When I began reading Alain de Botton’s The Art of Travel, I was a bit taken aback by the author’s frankness. Only five percent of the way through (I was reading it on my Kindle), and already de Botton was spouting seemingly off-the-cuff profundities:
“It seems we may best be able to inhabit a place when we are not faced with the additional challenge of having to be there.”
De Botton comes to this conclusion after describing instances of disappointment and nuisance during a trip to Barbados, and at once the statement struck me as incredibly true and incredibly unnerving. I too had experienced travel disillusionments. In Barcelona, the famous Sagrada Familia cathedral had still been under construction. My weekend in Paris was dreary and cold. Yet, in the end, the experience of traveling, of seeing those places firsthand, was worth the annoyances, wasn’t it?
I had hoped The Art of Travel would serve as inspiration for a collection of travel essays I was working on, but at that point in the text, it seemed de Botton’s words had the potential to dismantle the significance of my project. If it is more enjoyable to simply imagine gorgeous, faraway lands, why even bother traveling at all, let alone writing about it?

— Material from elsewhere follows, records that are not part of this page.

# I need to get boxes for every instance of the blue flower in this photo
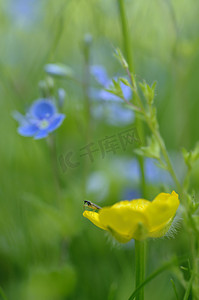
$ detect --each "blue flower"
[90,65,134,126]
[13,99,65,139]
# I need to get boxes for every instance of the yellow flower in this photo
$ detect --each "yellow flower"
[83,191,180,243]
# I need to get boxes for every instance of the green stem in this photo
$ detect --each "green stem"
[118,0,133,72]
[118,0,146,198]
[135,240,145,300]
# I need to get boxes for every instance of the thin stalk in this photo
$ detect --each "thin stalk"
[118,0,146,198]
[118,0,133,72]
[82,34,92,195]
[135,241,145,300]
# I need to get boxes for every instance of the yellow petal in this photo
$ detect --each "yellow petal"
[83,210,107,230]
[145,191,180,237]
[99,200,148,240]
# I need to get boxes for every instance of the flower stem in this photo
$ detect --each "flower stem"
[135,240,145,300]
[118,0,146,198]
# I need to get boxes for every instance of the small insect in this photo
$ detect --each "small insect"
[84,200,101,210]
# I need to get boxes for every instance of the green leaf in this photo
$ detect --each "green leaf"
[114,48,128,69]
[135,136,160,160]
[170,278,179,300]
[139,81,157,106]
[44,64,74,78]
[182,142,199,169]
[0,287,8,300]
[128,257,187,300]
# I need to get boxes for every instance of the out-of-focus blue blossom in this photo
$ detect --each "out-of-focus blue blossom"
[86,172,110,202]
[110,158,173,187]
[5,0,41,29]
[90,65,134,126]
[13,99,65,139]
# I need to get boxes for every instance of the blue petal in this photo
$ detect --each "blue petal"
[47,114,65,132]
[90,65,109,86]
[34,129,48,140]
[18,124,38,136]
[29,99,56,120]
[12,111,28,126]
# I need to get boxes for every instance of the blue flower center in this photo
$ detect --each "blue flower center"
[39,119,49,129]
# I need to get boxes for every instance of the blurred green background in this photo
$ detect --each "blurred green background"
[0,0,199,300]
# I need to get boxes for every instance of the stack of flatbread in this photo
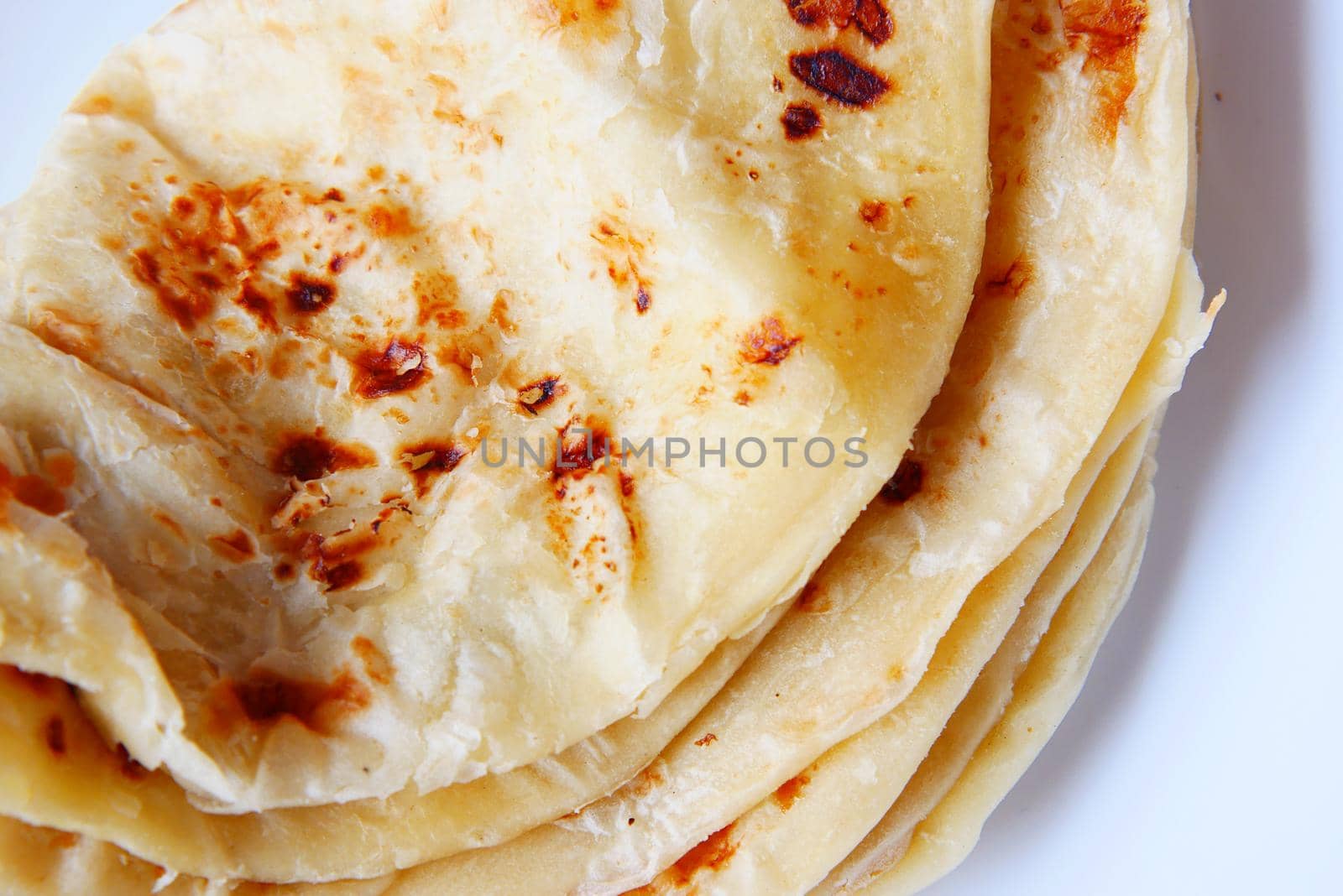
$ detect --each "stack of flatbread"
[0,0,1220,896]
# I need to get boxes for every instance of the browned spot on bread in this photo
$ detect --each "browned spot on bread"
[774,775,811,811]
[1063,0,1147,142]
[517,376,568,416]
[784,0,858,29]
[129,184,291,331]
[116,743,149,781]
[858,199,891,231]
[411,271,466,330]
[353,338,430,399]
[285,271,336,314]
[881,453,924,504]
[779,102,824,139]
[985,255,1034,298]
[302,527,378,591]
[0,464,65,517]
[741,318,802,365]
[551,419,614,479]
[210,529,257,563]
[364,206,416,240]
[549,0,620,40]
[401,441,470,497]
[593,216,653,314]
[788,47,891,109]
[663,825,737,885]
[42,715,65,757]
[271,428,378,482]
[233,280,280,331]
[853,0,896,47]
[211,669,369,734]
[349,634,394,684]
[784,0,896,47]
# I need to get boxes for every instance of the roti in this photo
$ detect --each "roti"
[0,0,989,811]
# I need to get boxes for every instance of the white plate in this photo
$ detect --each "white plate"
[0,0,1343,896]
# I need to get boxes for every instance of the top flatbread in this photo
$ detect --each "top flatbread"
[0,0,989,811]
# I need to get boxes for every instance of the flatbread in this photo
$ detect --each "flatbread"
[0,574,784,881]
[623,233,1220,893]
[838,456,1155,896]
[311,0,1191,892]
[635,419,1151,896]
[0,0,989,811]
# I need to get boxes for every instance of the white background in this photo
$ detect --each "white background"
[0,0,1343,896]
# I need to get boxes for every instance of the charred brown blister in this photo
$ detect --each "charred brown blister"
[271,430,378,482]
[551,421,613,479]
[354,339,430,399]
[1063,0,1148,143]
[741,318,802,366]
[853,0,896,47]
[285,271,336,314]
[401,441,470,497]
[788,49,891,109]
[784,0,896,47]
[0,464,65,517]
[779,102,824,139]
[881,455,924,504]
[212,669,369,734]
[517,377,568,416]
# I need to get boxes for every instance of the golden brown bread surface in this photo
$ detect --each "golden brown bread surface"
[0,0,987,811]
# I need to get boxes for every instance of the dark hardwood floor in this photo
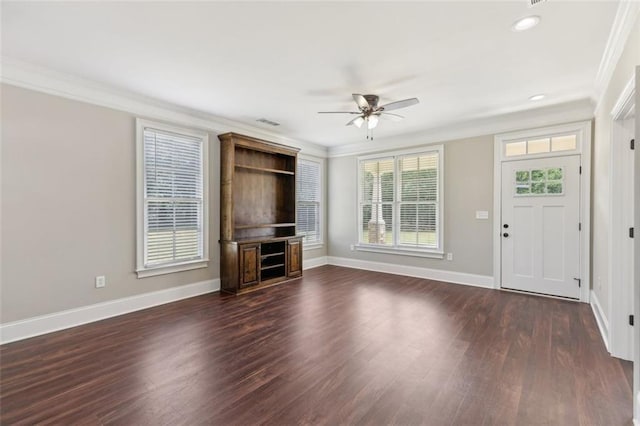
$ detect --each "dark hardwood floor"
[0,266,632,425]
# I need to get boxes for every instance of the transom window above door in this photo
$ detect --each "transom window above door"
[504,134,578,157]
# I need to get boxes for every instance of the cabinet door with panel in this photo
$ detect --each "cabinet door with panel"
[239,244,260,288]
[287,238,302,277]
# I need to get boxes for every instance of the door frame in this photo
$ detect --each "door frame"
[607,77,637,360]
[493,121,592,303]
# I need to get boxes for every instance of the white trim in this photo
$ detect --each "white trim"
[296,155,326,246]
[0,56,327,158]
[0,278,220,344]
[590,290,609,351]
[136,118,209,278]
[328,99,593,158]
[356,144,445,255]
[607,78,635,360]
[595,1,640,104]
[493,121,592,303]
[611,76,636,120]
[328,256,493,288]
[354,243,444,259]
[136,258,209,278]
[302,256,329,270]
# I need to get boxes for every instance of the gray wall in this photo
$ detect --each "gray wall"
[0,85,220,323]
[328,136,493,276]
[0,85,327,323]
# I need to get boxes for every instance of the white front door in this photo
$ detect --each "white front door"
[501,155,580,299]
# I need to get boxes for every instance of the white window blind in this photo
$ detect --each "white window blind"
[360,157,395,245]
[296,159,322,244]
[143,127,204,268]
[358,147,442,252]
[398,152,439,248]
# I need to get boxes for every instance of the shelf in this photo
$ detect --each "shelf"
[260,263,284,271]
[236,164,295,176]
[260,252,284,259]
[234,222,296,229]
[228,235,299,244]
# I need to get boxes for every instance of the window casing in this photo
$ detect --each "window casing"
[357,145,444,258]
[296,158,323,249]
[136,119,209,278]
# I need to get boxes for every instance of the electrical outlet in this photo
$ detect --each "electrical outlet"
[96,275,107,288]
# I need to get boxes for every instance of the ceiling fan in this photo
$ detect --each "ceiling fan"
[318,93,418,130]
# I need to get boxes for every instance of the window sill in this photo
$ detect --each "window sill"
[355,244,444,259]
[302,243,324,251]
[136,259,209,278]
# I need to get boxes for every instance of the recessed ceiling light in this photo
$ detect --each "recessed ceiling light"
[511,15,540,32]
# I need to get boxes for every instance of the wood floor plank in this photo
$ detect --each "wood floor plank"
[0,266,632,425]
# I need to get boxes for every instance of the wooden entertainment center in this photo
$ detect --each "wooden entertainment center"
[218,133,302,294]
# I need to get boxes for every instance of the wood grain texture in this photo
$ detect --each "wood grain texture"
[0,266,632,425]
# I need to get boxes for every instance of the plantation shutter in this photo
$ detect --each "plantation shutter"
[359,158,394,244]
[143,128,204,267]
[296,159,322,244]
[398,152,440,248]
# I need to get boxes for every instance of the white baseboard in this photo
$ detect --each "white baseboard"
[0,278,220,344]
[302,256,329,270]
[590,290,609,350]
[328,256,494,288]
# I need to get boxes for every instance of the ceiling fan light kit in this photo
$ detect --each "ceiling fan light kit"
[318,93,419,139]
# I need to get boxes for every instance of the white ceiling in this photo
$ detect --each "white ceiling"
[2,0,618,146]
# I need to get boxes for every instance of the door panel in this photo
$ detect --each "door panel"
[239,244,260,287]
[501,155,580,299]
[287,239,302,277]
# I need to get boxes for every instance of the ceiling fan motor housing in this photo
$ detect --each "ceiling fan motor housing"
[362,95,380,109]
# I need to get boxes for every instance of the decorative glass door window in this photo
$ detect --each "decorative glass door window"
[514,167,564,197]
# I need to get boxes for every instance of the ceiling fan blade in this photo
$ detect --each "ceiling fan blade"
[380,98,419,111]
[346,115,364,127]
[318,111,362,114]
[380,112,404,121]
[353,93,370,110]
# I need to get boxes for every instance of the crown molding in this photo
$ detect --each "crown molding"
[595,1,640,103]
[0,56,327,158]
[329,99,594,158]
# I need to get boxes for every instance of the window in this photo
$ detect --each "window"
[358,146,443,258]
[136,120,208,278]
[504,133,578,157]
[514,167,564,197]
[296,158,322,248]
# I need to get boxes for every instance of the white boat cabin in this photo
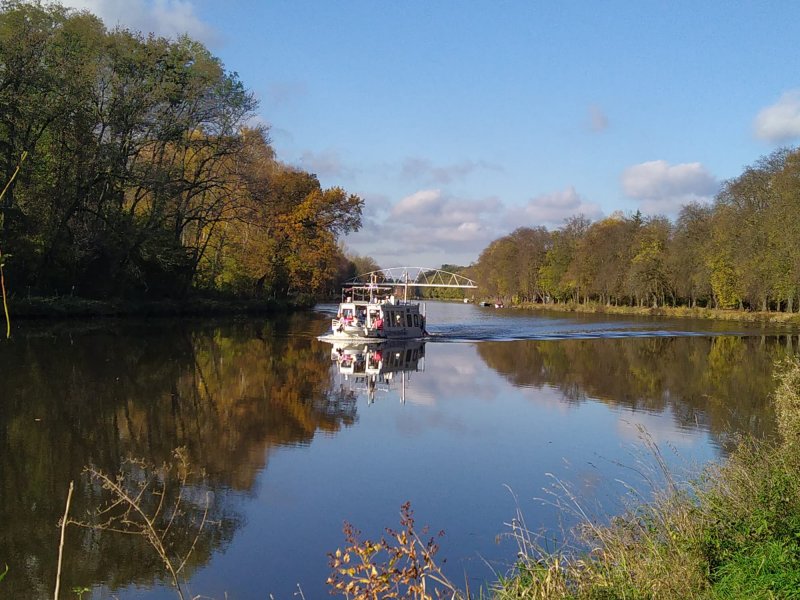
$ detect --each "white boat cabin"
[331,289,426,339]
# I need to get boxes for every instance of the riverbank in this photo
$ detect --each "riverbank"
[493,359,800,600]
[8,296,310,321]
[509,302,800,326]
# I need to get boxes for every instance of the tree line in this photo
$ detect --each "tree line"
[470,148,800,312]
[0,0,363,298]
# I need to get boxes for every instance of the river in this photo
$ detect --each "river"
[0,302,800,600]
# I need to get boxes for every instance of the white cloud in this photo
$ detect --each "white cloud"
[753,90,800,142]
[621,160,719,214]
[266,81,308,108]
[300,150,354,178]
[589,106,608,133]
[392,190,444,220]
[400,157,502,185]
[347,189,503,267]
[507,186,603,227]
[61,0,218,43]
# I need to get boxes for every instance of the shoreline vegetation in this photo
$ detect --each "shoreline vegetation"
[509,302,800,326]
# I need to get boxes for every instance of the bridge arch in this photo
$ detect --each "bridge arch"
[345,267,478,290]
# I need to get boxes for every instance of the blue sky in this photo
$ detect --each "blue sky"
[57,0,800,267]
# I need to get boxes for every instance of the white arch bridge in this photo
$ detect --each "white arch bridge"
[345,267,478,290]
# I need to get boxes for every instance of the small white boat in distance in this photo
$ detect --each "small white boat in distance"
[320,283,427,342]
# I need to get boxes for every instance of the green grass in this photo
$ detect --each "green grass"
[494,359,800,600]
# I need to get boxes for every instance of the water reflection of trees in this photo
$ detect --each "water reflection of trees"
[0,315,356,599]
[478,336,797,445]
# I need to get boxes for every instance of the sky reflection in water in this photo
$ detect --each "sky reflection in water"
[0,303,798,600]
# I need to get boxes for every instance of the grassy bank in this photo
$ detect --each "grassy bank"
[513,302,800,325]
[9,296,304,321]
[493,360,800,600]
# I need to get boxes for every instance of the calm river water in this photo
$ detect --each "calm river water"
[0,302,800,600]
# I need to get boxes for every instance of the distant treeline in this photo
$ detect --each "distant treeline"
[470,149,800,312]
[0,1,363,298]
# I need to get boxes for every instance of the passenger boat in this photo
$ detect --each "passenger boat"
[321,283,427,341]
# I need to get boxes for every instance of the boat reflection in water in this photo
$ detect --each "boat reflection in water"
[330,340,425,404]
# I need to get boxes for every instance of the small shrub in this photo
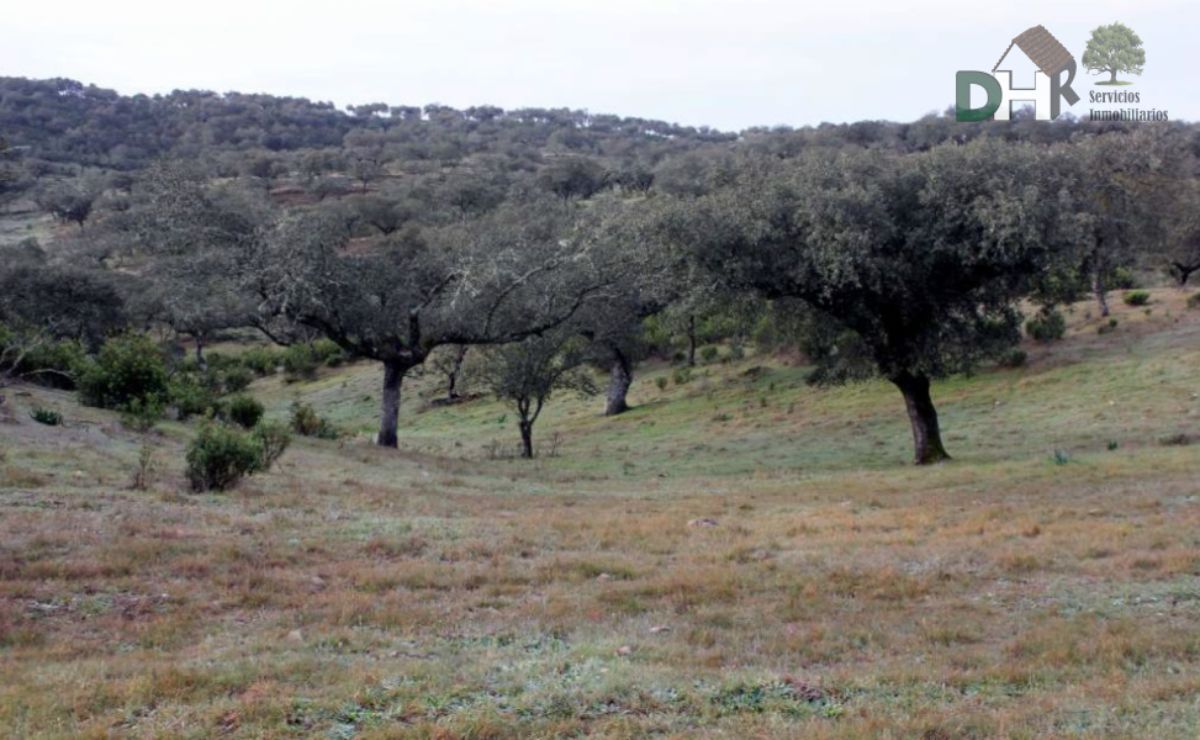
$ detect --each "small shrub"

As I read on, however, I found that de Botton’s honest prose answers this very question. In one particular instance, he describes the scene beyond his Barbados hotel room in stunning detail:
The beach stretch[es] away in a gentle curve towards the tip of the bay with jungle-covered hills behind, and the first row of coconut trees inclin[es] irregularly towards the turquoise sea, as though some of them were craning their necks to catch a better angle of the sun.
This gorgeous description is typical of de Botton’s work, yet he immediately undermines its beauty, admitting that, in actuality, the scene was colored by a collection of petty anxieties and physical discomforts such as “a sore throat…and a rising need to visit the bathroom.”
Such discomforts are present to some degree in every travel experience, yet travel writers often stifle them to make room for the upbeat and the exotic. However, de Botton shows us that these imperfections are precisely what make travel such an eye-opening experience, one that possesses the incredible ability to teach us about our own flawed nature. In the end, de Botton’s work did inspire me to face the jarring, the messy, the disconcerting elements of travel and to examine why, in spite of it all, do we continue to leave the comfort of our homes to go explore these faraway places?